Beddhu et al.45 (2003) estudaram 2 grupos de
pacientes HD, grupo 1, com pacientes eutróficos, segundo
IMC (entre 18,5 a 24,9kg/m2) e grupo 2, composto de
pacientes com sobrepeso e obesidade (IMC> 25kg/m2), e
mediram em ambos os grupos a excreção de creatinina
como marcador de massa muscular. Durante 4 anos de
estudo, os autores confirmaram que os pacientes com
maior IMC, apresentaram um menor risco de mortalidade,
porém, os pacientes com IMC elevado em função da
massa adiposa tiveram aumento na mortalidade por
doenças cardiovasculares.
Segundo os autores, a obesidade é um fator de risco para DCV em pacientes renais crônicos e eles mostram
que o efeito protetor conferido aos pacientes com IMC
alto é limitado para aqueles com massa muscular elevada.
O corrente paradigma com relação à doença renal
crônica é de que a desnutrição é fator de risco para aterosclerose e, obesidade é protetora para estes pacientes.
112
No entanto, Beddhu27 (2004) numa revisão, cita que podemos ter além da síndrome MIA, a síndrome OIA, que
seria obesidade, inflamação e aterosclerose. Este autor
acredita que o aumento de IMC devido ao aumento de
massa gorda, está associado com inflamação e
aterosclerose.
Existem ainda várias questões a serem respondidas
com relação à obesidade e doença renal crônica. Segundo
Kalantar-Zadeh46 (2005) parece não ser sensato defender
a obesidade nos hemodialisados, mas por outro lado, desacreditar da teoria da epidemiologia reversa sem examinar
os efeitos verdadeiros do ganho de peso na sobrevida
desses pacientes não seria ético, nem cientificamente
apropriado.
Assim, com a discussão da “Epidemiologia Reversa” e ao mesmo tempo a discussão sobre processo inflamatório subclínico presente na obesidade, surge a seguinte questão: é bom ser um paciente renal crônico obeso?
Vale ressaltar aqui que o IMC não difere massa
magra de massa gorda, e tem sido demonstrado, ao
contrário da maioria das pesquisas citada acima, que
pacientes dialisados com alto IMC devido à elevada
massa gorda, têm maior risco de desenvolver aterosclerose e um maior risco de mortalidade45. Assim, uma
interpretação mais apropriada e criteriosa dos estudos
citados anteriormente deveria ser feita, pois não se sabe se
o aumento do IMC era resultado do aumento de gordura
ou do aumento de massa muscular.
Devido aos inúmeros trabalhos sobre tecido adiposo em pacientes renais crônicos, com diferentes conclusões, até o presente momento, ter uma monitoração do
peso dos pacientes através de avaliações nutricionais constantes, evitar perda peso em pacientes com sobrepeso e/ou
manter IMC normal, parecem ser os procedimentos mais
sensatos. Além disso, é importante ressaltar que os pesquisadores não esclarecem se são os pacientes com sobrepeso ou os obesos, ou ambos, que apresentam melhor
sobrevida.
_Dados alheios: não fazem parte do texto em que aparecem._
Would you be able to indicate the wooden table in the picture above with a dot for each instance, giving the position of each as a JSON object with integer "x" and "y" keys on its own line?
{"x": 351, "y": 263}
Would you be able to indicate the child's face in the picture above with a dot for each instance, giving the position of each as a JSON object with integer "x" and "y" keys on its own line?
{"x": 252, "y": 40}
Uma análise mais crítica desses trabalhos
deveria ser feita, porque não podemos afirmar que ser
obeso traz benefícios ao paciente renal, pois sabemos que
a obesidade diminui a sobrevida da população em geral.
Além disso, o fato desses trabalhos citarem que o paciente
renal não sobreviverá o tempo necessário para que a
obesidade traga suas conseqüências, em nossa opinião
não deveria ser levado em consideração.
O aumento do IMC, segundo várias pesquisas, é
um fator protetor para pacientes hemodialisados, porém,
achamos que é extremamente prudente avaliar as
diferenças existentes entre massa gorda e massa magra
nesses pacientes, visto que várias adipocinas estão
relacionadas com o aumento do processo inflamatório no
paciente obeso.
Tecido Adiposo e Uremia
Assim, uma avaliação nutricional mais detalhada
deveria ser feita nesses pacientes, pois não se pode apenas
utilizar o IMC como parâmetro antropométrico para diagnóstico do estado nutricional. Além disso, é de extrema
importância estudar a adiposidade não só nos pacientes
dialisados, mas também nos pacientes pré-dialisados.
Nesta revisão vimos que ainda existem muitas controvérsias sobre questões relacionadas ao tecido adiposo
na doença renal crônica. Assim, fica evidente a necessidade de mais estudos nesta área para termos um consenso sobre o papel deste tecido na doença renal crônica.